There are 6 drug classes: Nucleoside Reverse Transcriptase Inhibitors (NRTIs), Nonnucleoside Reverse Transcriptase Inhibitors (NNRTIs), Protease Inhibitors (PIs), Fusion Inhibitors (FIs), CCR5 antagonists and Integrase Inhibitors. All these classes have a different mechanism of action to inhibit replication, making it more effective in treatment. Although the antiretroviral therapy reduces the effect of HIV, it is not a cure. There are several barriers to universal uptake of ART such as having a medical regime everyday. These pills can also have long-term side effects and pose the possibility of developing a drug-resistant virus. It is also possible for viral rebound to occur within weeks of discontinuing ART which makes the patient in need for lifelong adherence.

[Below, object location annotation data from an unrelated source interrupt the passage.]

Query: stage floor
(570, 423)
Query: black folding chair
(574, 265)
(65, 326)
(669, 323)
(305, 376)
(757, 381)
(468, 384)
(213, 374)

BROADLY NEUTRALISING ANTIBODIES IN CLINICAL DEVELOPMENT

In a search for ART-free strategies multiple broadly neutralising antibodies (bNAbs) that target vulnerable sites on the HIV envelope are being assessed. Clinical trials have shown that viral rebound can be delayed significantly by bNAbs even after taking the patients off ART. This is more likely if the patients had started ART in early stages of their infection.


Previously single bNAbs showed little success in suppressing the virus as bNAb-resistant virus either already existed in the patient or was developed. To avoid this setback, researchers in the National Institute of Allergy and Infectious Diseases (NIAID) developed a combination bNAbs which targeted different parts of the virus envelope. This was successful in suppressing the virus for a longer period without ART. But the researchers faced a major challenge as bNAbs proved to be ineffective in suppressing HIV if the patients had a HIV strain which was resistant to one or both of the antibodies.


Thomas Splettstoesser (www.scistyle.com),CC BY - SA 4.0, via Wikimedia Commons


NEXT GENERATION BNABS

Going forward infrequent administration of antibodies along with long lasting ART antibodies is definitely possible on finding more potent and durable drugs and antibodies. These strategies will need to be further assessed in phase II and III of the clinical trials. The ultimate goal would be to identify antibody combinations which can also cover circulating variants so that screening for existing resistance to antibodies in HIV can be eliminated.